April 1, 2023

D’après une estimation livrée dimanche à Sky News par l’ONG britannique Mines Advisory Group, plus de 40% du sol ukrainien sont infestés par les mines. Une évaluation qui corrobore les chiffres avancés précédemment par le gouvernement local et fait de l’Ukraine le pays le plus miné au monde.

Outre la succession des offensives, retraites et contre-offensives, il est un aspect des combats qui perdure après les mouvements des troupes sur le front ukrainien. Un aspect qui est même appelé à assombrir le quotidien des populations locales une fois la paix conclue: le dépôt et la dissimulation de mines dans le paysage par l’envahisseur russe.

Ainsi, d’après une porte-parole de l’ONG britannique, Mines Advisory Group (Groupe de conseil sur les mines), interrogée dimanche par la chaîne Sky News, ce sont plus de 40% de la surface de l’Ukraine qui se trouvent piégés par les mines désormais. C’est simple: ces chiffres font de l’Ukraine le pays le plus miné au monde.

“La contamination (du territoire par les mines, NDLR) est massive. On ne peut même pas comparer la situation à celle de la Syrie ou de l’Afghanistan. C’est vraiment massif”, a ainsi fait valoir Kateryna Templeton, cette responsable du Mines Advisory Group sollicitée par Sky News.

Un fléau vieux qui dure depuis 9 ans

L’estimation conforte le propos tenu au début du mois de janvier par le Premier ministre ukrainien Denys Chmyhal à l’agence de presse sud-coréenne Yonhap. Le chef du gouvernement jaugeait à 250.000 km² (sur 600.000 environ) la part du territoire minée, lançant même: “C’est actuellement le plus grand champ de mines du monde”.

Si l’invasion russe a bien sûr accru le fléau de manière exponentielle, celui-ci remonte à neuf ans. Au moment de la guerre civile de 2014-2015, les troupes séparatistes soutenues par la Russie ont déjà fait un usage abondant de ces mines antipersonnel, interdites par la Convention d’Ottawa que le Kremlin n’a toutefois jamais signée.
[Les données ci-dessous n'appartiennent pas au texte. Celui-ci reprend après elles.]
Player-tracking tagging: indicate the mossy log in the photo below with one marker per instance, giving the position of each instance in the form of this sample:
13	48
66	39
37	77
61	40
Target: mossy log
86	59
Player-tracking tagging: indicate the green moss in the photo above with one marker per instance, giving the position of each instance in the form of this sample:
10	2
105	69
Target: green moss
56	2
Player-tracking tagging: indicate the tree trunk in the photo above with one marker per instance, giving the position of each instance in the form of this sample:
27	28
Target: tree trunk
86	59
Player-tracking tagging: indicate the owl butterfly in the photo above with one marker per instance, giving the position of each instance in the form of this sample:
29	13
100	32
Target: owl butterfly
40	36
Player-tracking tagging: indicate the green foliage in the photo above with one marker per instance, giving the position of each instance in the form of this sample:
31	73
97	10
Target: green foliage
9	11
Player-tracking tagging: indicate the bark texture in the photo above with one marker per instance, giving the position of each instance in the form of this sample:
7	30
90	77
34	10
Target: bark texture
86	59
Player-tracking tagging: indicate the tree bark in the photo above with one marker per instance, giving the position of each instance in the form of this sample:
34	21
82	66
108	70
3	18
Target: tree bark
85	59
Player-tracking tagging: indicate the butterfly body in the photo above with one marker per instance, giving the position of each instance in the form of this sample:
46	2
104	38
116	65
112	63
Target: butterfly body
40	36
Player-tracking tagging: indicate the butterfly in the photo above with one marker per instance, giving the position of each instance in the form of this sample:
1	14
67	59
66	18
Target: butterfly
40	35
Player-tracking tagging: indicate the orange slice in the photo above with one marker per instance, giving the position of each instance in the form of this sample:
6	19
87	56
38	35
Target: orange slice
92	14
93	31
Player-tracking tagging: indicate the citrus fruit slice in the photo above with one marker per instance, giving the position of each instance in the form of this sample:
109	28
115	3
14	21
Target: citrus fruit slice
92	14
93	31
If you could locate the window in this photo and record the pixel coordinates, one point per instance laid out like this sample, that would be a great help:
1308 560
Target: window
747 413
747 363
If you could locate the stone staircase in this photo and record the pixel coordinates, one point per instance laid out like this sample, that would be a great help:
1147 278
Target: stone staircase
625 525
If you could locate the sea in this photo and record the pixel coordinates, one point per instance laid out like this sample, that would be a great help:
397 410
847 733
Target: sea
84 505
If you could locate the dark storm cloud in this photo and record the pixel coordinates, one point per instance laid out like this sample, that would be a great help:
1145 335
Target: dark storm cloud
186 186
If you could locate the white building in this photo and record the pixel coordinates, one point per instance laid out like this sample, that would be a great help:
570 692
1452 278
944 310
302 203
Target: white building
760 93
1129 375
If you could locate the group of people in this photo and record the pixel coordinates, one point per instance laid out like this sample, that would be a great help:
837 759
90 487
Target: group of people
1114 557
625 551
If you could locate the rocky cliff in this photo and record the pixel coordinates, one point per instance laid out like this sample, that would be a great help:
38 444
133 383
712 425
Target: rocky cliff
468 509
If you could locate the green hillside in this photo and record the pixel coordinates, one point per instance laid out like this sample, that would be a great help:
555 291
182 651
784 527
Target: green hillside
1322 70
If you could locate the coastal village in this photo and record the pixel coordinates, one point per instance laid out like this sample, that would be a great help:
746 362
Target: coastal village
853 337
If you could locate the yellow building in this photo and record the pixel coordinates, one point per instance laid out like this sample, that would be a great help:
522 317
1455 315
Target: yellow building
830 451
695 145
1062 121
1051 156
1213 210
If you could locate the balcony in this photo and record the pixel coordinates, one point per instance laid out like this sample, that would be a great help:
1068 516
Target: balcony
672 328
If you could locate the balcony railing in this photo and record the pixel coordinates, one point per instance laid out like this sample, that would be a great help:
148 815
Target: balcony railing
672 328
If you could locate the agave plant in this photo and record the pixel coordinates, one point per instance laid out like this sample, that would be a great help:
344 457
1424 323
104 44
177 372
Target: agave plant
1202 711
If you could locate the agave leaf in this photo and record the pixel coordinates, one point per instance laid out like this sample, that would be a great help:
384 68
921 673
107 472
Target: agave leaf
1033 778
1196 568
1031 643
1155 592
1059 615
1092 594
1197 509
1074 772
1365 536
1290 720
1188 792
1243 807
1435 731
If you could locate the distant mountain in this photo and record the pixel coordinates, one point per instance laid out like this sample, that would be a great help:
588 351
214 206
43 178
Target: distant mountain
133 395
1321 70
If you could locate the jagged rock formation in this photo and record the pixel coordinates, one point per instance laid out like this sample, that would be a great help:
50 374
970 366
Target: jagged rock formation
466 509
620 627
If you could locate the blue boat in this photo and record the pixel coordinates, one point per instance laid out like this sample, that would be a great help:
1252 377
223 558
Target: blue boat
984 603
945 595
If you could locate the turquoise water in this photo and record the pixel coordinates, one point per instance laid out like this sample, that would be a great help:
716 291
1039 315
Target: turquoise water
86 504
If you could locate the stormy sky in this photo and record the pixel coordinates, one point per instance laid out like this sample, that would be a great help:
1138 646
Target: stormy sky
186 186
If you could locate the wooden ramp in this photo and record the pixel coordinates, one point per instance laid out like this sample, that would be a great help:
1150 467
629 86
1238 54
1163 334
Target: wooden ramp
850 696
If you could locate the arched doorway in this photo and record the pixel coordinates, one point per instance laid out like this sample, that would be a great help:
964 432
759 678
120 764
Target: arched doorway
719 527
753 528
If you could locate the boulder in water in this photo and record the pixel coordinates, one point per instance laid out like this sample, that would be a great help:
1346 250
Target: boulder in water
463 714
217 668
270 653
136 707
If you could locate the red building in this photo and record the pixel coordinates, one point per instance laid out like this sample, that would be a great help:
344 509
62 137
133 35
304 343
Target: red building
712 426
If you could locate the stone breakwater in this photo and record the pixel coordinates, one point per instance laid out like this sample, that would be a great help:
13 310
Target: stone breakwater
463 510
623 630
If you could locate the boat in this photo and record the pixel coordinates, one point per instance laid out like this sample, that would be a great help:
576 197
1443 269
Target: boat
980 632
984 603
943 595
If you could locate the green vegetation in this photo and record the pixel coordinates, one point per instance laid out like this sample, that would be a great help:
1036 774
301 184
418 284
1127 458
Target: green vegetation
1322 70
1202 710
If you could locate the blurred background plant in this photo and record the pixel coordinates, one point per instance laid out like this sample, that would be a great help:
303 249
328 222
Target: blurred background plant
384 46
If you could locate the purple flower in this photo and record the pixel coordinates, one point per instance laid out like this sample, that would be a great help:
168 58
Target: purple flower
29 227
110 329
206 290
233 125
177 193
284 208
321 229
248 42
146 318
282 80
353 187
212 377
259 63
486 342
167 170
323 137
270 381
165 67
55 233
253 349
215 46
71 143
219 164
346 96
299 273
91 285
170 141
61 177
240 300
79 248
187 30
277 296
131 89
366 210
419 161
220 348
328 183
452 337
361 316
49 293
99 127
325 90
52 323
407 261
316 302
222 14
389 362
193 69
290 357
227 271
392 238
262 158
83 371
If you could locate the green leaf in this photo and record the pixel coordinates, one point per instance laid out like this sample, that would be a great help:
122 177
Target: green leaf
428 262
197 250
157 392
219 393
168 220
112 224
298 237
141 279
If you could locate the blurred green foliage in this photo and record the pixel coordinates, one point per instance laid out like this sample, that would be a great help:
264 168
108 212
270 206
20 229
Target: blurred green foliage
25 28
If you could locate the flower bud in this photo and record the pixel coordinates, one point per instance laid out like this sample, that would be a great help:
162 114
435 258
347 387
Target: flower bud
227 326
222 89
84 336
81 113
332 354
Il faut dire que les hangars russes en regorgent: d’après un rapport de l’Observatoire des mines publié en novembre dernier, la Russie détient 26,5 millions de mines.

611 accidents liés à des mines depuis l’invasion

Une quantité qui explique la diversité des engins de mort déployés sur le sol ukrainien. Kateryna Templeton en a fait la typologie auprès de Sky News: “Vous pouvez trouver des mines anti-tanks, des mines antipersonnel; des chausses-trappes, des obus, des munitions à fragmentation. Tout ce à quoi vous pouvez penser vous le trouverez en Ukraine”.

Bien entendu, cette orgie de mines est la source de drames en cascade. Selon le Mines Advisory Group, on a recensé 1190 accidents liés à des mines en Ukraine entre 2014 et 2020. Et on observe un emballement depuis l’agression russe, avec 611 de ces incidents signalés entre le 24 février 2022 et le 10 janvier 2023.

Outre le bilan humain, ce minage entraîne de nombreuses conséquences néfastes supplémentaires, comme la condamnation de l’accès à certaines zones, ou l’altération de la production agricole.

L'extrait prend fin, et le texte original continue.